The days of unlocking your mailbox in anticipation of a letter from home or a high school crush are over.
In a sign of the times, the traditional mailboxes installed in Smith Campus Center when the building opened in 1999 have been removed due to lack of use.
With the widespread adoption of email in the 1990s followed by texting, smartphones and video calls, students now communicate by almost any method except the U.S. Postal Service.
“Students rarely receive letters anymore, but they receive lots and lots of packages,” says Glenn Gillespie, who leads the mail operation as assistant director of facilities and campus services. “This move is about giving us more space for the packages.

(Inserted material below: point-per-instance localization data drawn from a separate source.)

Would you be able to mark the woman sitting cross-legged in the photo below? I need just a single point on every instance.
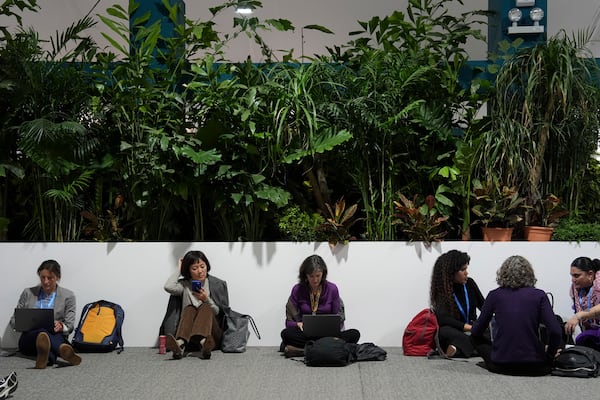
(585, 292)
(314, 294)
(203, 301)
(516, 309)
(47, 344)
(455, 299)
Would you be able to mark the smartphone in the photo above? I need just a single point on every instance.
(196, 285)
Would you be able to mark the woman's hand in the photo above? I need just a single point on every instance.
(571, 324)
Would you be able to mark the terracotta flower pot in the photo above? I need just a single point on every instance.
(538, 233)
(497, 234)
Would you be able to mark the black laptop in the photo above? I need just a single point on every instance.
(28, 319)
(321, 325)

That’s our business now.”
The new, larger mailroom is in the Pendleton Building, with the mailing address for students now 150 E. 8th St., Claremont, CA 91711.
About those packages: Pomona receives about 65,000 packages annually, or several dozen per student per year. Email notifications go out when a package arrives. Now, the same applies for letters.
“We’ve had a good 300 to 400 percent increase in the number of packages” over the last 20 years or so, Gillespie says. “In the meantime, the mail has decreased about 75 percent. What we’re trying to do is embrace that it’s a new age.”
As for the lovely old mailboxes, there’s an effort to preserve and repurpose some of them.
“So much nostalgia surrounds the mailboxes,” says Anne Stewart, associate director of advancement communications and events, who claimed about 200 of the 1,920 boxes. “I wanted to be sure we secured some for future use. For now, we will box them up and keep them safe until an opportunity presents itself.”